Add a new pattern of PDF stream to normalize PDFs.
- In old version of test output 00-test-2.latexdvips.tpf, two streams were not normalized. Their beginning marks were /Subtype/Type1C/Length 938>>stream and /Type/Metadata/Length 1546>>stream, so I use a strict pattern /Length %d+>>stream to try to match them. (a sample 00-test-2.latexdvips.tpf.zip)

My original purpose was to test against #273, but it ends with findings that dvips chain (more specifically, the ghostscript behind ps2pdf) doesn't need the epoch settings in env vars to generate normalized metadata in PDF. Evidence: checks are passed for commit af4950c which reverts #273.

The settings are kept, as it does no harm and is used by dvips.

muzimuzhi · 2023-02-22T17:49:33Z

CHANGELOG.md

@@ -7,6 +7,11 @@ this project uses date-based 'snapshot' version identifiers.

 ## [Unreleased]

+### Added
+- Force non-Windows diff program to consider all files to be text files
+- Extend PDF-based tests to `dvips`


Does l3build test changes need to be listed in CHANGELOG?
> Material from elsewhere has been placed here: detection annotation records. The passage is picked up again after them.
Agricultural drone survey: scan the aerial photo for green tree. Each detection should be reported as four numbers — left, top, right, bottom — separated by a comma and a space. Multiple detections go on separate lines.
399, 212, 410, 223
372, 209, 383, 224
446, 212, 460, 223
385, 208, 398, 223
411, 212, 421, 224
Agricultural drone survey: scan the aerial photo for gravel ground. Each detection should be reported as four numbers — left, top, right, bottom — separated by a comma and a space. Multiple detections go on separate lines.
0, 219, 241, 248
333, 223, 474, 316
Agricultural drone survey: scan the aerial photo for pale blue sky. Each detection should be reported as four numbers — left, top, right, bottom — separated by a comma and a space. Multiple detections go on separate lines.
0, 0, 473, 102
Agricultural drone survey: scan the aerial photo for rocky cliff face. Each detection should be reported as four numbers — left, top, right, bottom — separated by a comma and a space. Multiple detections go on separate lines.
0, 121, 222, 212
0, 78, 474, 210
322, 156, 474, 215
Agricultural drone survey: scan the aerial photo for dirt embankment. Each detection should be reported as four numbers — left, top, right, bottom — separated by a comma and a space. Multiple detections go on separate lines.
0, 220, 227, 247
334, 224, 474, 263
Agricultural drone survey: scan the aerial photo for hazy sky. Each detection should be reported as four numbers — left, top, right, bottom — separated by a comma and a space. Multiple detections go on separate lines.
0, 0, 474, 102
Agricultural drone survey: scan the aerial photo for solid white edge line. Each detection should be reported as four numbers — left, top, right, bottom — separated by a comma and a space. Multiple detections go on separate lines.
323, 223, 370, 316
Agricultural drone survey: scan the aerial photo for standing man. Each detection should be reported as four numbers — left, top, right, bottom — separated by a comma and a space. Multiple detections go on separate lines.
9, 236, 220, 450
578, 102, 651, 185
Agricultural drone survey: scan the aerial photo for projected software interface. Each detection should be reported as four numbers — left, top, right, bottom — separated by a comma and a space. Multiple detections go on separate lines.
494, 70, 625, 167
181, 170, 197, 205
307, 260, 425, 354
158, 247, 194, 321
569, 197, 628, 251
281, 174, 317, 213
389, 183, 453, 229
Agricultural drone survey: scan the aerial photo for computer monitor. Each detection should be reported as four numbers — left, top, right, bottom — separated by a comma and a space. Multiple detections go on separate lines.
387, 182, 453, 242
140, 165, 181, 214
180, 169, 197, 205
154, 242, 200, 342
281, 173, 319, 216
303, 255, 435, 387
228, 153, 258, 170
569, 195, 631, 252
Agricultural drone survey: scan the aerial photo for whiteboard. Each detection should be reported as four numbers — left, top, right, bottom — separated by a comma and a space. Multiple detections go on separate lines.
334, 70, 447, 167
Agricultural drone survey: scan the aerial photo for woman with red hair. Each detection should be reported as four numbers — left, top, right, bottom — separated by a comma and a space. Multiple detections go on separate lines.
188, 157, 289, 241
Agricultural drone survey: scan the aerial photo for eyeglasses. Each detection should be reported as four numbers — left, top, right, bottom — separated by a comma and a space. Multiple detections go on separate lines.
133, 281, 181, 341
I'm not sure what you mean - that the change may require .tlg updates?

the changes only involving "using l3build to test l3build itself"

muzimuzhi · 2023-02-22T17:52:04Z

build.lua

+--[[ FIXME:
+  - setting specialformats in config-pdf.lua results in "binary" set to "latexdvips" (should be "latex")
+  - setting specialformats in build.lua disables specifying engine
+      l3build save -c config-pdf -e latexdvips 00-test-2
+]]
+specialformats = specialformats or {}
+specialformats["latex"] = specialformats["latex"] or
+  {
+    latexdvips = {binary = "latex", format = ""}
+  }


I guess the wired limitations are caused by some l3build problems, but for now let's just use a way that "works".

muzimuzhi · 2023-02-22T17:54:29Z

l3build-check.lua

@@ -551,6 +551,11 @@ local function normalize_pdf(content)
      binary = false
      stream = true
      stream_content = "stream" .. os_newline
+    elseif match(line, "/Length %d+>>stream$") then


Maybe ">>stream$" is enough, but I chose a more strict pattern, mainly to not match a non-stream.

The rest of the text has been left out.